- Rusumo, Rwanda Location in Rwanda
- Coordinates: 02°22′50″S 30°46′38″E﻿ / ﻿2.38056°S 30.77722°E
- Country: Rwanda
- Admin. Province: Eastern Province
- District: Kirehe District

= Rusumo, Rwanda =

Rusumo, is a town in Kirehe District in the Eastern Province of Rwanda.

==Location==
Rusumo is located in the southern part of Eastern Province, at the international border with Tanzania, approximately 83 km, southeast of Rwamagana, the location of the provincial headquarters. This is approximately 136 km, by road, southeast of Kigali, the capital and largest city in Rwanda.

==Overview==
Rusumo is a border town, sitting at the border with neighboring Tanzania. In January 2015, the completed one-stop border post was opened to the public.
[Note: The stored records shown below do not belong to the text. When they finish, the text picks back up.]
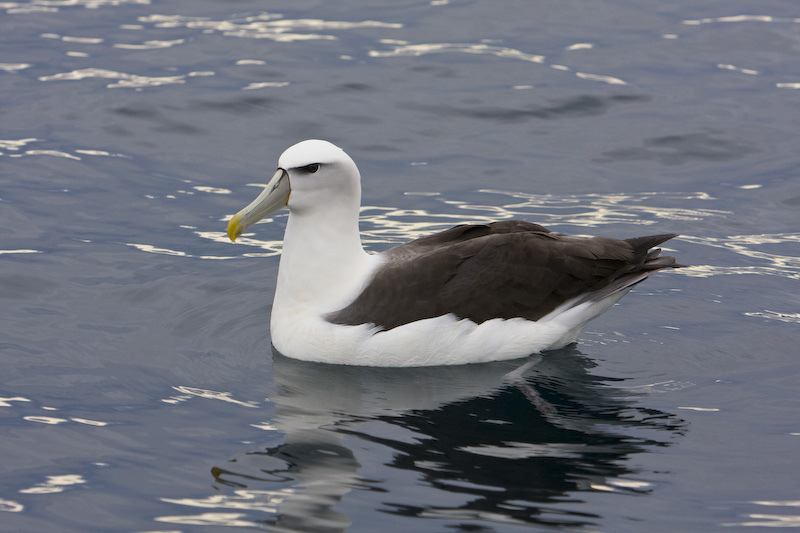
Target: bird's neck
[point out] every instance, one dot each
(323, 265)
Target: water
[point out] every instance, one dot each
(139, 388)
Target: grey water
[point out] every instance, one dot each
(138, 388)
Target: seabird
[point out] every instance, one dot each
(473, 293)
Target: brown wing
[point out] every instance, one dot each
(501, 270)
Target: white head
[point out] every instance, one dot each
(311, 175)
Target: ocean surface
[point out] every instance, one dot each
(138, 387)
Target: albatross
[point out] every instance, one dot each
(470, 294)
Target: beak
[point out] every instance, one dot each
(274, 197)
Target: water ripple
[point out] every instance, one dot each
(415, 50)
(265, 26)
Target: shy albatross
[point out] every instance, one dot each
(473, 293)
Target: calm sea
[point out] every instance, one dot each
(138, 388)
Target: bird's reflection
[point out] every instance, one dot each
(504, 441)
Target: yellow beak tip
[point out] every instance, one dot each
(234, 228)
Customs and immigration officials from both countries clear travelers once, in the country they are exiting. This cuts down on time spent at the border and allows from more travelers to be processed, with less hassle. The border post was officially jointly commissioned by the presidents of both countries on Wednesday, 6 April 2016.

Rusumo lies immediately west of Rusumo Falls, on the Kagera River, near the site where the proposed Rusumo Hydroelectric Power Station is currently under construction.